Fever occurs in 60% to 85% of all TB cases and results from the inflammatory cascade itself, along with toxic byproducts absorbed from damaged lung tissue and cavities. Night sweats follow the same pattern, driven by the body’s attempts to regulate temperature during intense immune activity.
TB Beyond the Lungs
Though TB is best known as a lung disease, the bacteria can spread through the bloodstream to nearly any organ. The symptoms depend on where the infection lands:
- Kidneys: blood in the urine
- Brain and spinal membranes (TB meningitis): headache, confusion
- Spine: back pain
- Larynx: hoarseness
- Lymph nodes: swollen glands, often in the neck
- Bones and joints: swelling and pain in the affected joint
Regardless of which organ is affected, TB tends to produce the same core systemic symptoms: fever, night sweats, weight loss, loss of appetite, and a general sense of illness and low energy. When TB spreads widely through the bloodstream and seeds multiple organs at once, it’s called miliary TB, one of the most serious forms of the disease.
How TB Is Detected
Diagnosing TB has historically been slow. The gold standard, growing the bacteria from a sputum sample in a lab culture, can take up to six weeks because the organism grows so slowly. Newer molecular tests have dramatically changed this. The GeneXpert test, which detects TB DNA directly from a sample, delivers results in under two hours with 96% sensitivity overall and 100% sensitivity for respiratory samples. It can also detect drug resistance in the same test, which is critical for choosing the right treatment.

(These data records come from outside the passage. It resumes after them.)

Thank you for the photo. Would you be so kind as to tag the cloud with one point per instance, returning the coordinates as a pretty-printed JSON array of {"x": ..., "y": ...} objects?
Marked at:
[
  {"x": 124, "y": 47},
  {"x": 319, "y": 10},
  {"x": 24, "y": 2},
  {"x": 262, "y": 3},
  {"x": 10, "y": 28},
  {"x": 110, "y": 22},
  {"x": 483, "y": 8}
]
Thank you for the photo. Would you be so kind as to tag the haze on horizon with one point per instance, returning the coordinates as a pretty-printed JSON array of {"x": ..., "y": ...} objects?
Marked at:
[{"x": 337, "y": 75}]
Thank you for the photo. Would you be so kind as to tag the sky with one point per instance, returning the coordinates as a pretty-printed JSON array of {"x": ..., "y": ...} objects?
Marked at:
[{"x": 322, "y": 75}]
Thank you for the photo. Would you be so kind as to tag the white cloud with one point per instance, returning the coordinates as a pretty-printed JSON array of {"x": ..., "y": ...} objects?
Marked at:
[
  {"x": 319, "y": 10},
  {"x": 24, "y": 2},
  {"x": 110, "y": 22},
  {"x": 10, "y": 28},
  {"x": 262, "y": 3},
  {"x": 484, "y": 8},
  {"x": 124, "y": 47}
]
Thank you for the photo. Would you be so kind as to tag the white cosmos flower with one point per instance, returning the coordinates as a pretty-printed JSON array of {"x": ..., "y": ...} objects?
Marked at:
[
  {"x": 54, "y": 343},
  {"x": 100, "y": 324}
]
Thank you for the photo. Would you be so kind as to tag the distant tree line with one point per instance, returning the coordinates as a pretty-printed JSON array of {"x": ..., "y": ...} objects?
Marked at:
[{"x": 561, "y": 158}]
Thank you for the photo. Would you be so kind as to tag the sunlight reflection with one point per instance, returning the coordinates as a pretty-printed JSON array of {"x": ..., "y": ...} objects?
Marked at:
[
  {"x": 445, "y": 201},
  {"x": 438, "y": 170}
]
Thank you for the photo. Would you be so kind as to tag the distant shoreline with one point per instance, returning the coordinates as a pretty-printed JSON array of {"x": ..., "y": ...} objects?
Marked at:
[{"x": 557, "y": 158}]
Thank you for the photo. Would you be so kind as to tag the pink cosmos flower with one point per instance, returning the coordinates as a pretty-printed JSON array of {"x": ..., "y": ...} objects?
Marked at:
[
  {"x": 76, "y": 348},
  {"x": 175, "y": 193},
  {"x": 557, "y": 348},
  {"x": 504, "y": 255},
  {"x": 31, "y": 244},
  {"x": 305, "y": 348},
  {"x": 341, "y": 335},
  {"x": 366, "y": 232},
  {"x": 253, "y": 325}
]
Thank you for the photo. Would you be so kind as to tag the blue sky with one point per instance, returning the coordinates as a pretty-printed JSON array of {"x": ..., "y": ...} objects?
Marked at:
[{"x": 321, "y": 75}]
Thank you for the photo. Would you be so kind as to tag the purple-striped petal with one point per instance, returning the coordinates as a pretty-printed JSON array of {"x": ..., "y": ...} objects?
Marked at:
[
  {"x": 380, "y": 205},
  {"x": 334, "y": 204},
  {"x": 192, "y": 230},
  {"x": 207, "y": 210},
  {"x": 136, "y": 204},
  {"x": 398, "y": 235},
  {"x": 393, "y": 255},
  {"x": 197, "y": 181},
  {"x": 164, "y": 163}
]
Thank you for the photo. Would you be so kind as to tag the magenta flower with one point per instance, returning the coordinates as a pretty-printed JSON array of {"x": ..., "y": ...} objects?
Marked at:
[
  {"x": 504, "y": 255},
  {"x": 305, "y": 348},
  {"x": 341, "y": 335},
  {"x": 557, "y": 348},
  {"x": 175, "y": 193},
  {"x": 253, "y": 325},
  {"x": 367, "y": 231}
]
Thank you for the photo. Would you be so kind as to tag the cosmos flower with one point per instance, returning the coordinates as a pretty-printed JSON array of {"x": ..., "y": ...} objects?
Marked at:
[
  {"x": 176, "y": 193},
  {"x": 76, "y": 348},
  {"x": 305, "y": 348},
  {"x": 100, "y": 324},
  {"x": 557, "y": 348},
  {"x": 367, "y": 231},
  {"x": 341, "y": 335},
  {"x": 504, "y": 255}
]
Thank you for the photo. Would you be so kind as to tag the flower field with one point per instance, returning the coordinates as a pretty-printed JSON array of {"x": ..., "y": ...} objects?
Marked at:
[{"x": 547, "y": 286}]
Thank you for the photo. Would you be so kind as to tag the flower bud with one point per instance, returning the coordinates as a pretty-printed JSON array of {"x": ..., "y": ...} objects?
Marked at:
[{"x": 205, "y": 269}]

For latent TB, which produces no symptoms and no bacteria in sputum, diagnosis relies on skin tests or blood tests that measure your immune system’s memory of prior TB exposure. These tests can’t distinguish between latent infection and past infection that’s already been cleared, which sometimes complicates interpretation.
What Treatment Looks Like
Active TB is treated with a combination of antibiotics taken over a minimum of six months. The long duration is necessary because dormant bacteria inside granulomas are much harder to kill than actively growing ones. Most people start feeling better within a few weeks and stop being contagious relatively quickly after starting treatment, but stopping early is one of the main drivers of drug-resistant TB.
Latent TB can also be treated, typically with a shorter course of medication, to prevent future reactivation. This is especially important for people with weakened immune systems, where the risk of progression is substantially higher. The lung damage from cavities and tissue destruction can be permanent even after the infection is cured, and some people are left with reduced lung function, scarring, or chronic breathing difficulties.